Jerome Powell, chair, Federal Reserve, Blockworks Exclusive Art by Axel Rangel


key takeaways

  • Powell stays on script that inflation will be transitory
  • Rate hikes are unlikely to come in the near future

Federal Reserve Chairman Jerome Powell said that the central bank may start to scale back its asset purchases this year during his virtual Jackson Hole policy forum address Friday. He also stressed that the recent inflation surge will fade in time. 

During the July meeting, “I was of the view, as were most participants, that if the economy evolved broadly as anticipated, it could be appropriate to start reducing the pace,” Powell said Friday, referring to the Fed’s $120 billion monthly asset purchase pace. 

Powell noted that the economy has progressed since July in terms of employment numbers, but the rise of the delta variant may pose additional challenges. 

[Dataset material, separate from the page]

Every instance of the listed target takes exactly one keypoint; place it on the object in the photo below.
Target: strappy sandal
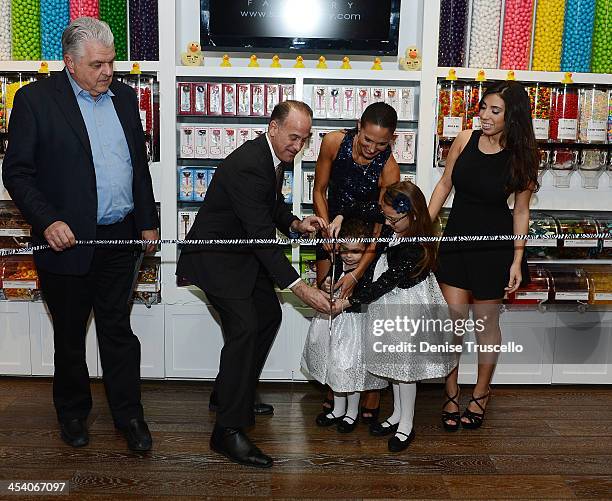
(475, 418)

“The intervening month has brought more progress in the form of a strong employment report for July, but also the further spread of the delta variant,” Powell said. “We will be carefully assessing incoming data and the evolving risks.”

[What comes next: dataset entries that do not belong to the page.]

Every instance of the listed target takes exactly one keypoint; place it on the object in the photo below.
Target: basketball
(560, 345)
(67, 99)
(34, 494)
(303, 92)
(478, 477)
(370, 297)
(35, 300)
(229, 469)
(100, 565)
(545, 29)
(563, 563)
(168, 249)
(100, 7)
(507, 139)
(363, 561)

Stocks gained on the news. The energy, materials and communication sectors pushed the S&P 500 higher Friday after closing lower on Thursday. 

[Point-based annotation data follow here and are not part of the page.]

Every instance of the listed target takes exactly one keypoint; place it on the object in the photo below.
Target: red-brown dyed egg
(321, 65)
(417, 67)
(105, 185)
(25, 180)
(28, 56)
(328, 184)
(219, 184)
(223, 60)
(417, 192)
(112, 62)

“The market is taking Powell as slightly dovish, and then it seemed a bit confusing because he did say that the Fed is going to taper QE starting this year, but we always expected that,” said Tom Essaye, founder of Sevens Report Research. “That’s what everybody’s expected and priced in, instead what Powell did was spend most of his speech pushing back on the idea that inflation is a problem.”

Inflation chart

Powell continued to insist that today’s 4% inflation will not be lasting, also claiming that today’s wage increases are unlikely to impact inflation significantly. 

“We will continue to monitor this carefully, policymakers and analysts generally believe that as long as longer term inflation expectations remain anchored, policy can and should look through temporary swings in inflation,” Powell said. 

There will not be any interest rate changes, Powell said, until the economy reaches “conditions consistent with maximum employment,” and inflation has reached 2%. 

June’s quarterly projections revealed that seven of 18 Federal Open Markets Committee participants believed raising rates next year would be appropriate. Thirteen expected rate increases would be appropriate by 2023. 

“I agree that 4% Inflation is transitory, I think that some of what we are seeing is not to go away,” said Essaye. “I think that inflation is going to run between 2% and 3% now pretty consistently, which isn’t necessarily a problem, but it’s also something we’re not used to.”  

Powell’s address comes as President Biden weighs whether or not to nominate the head of the central bank for a second term.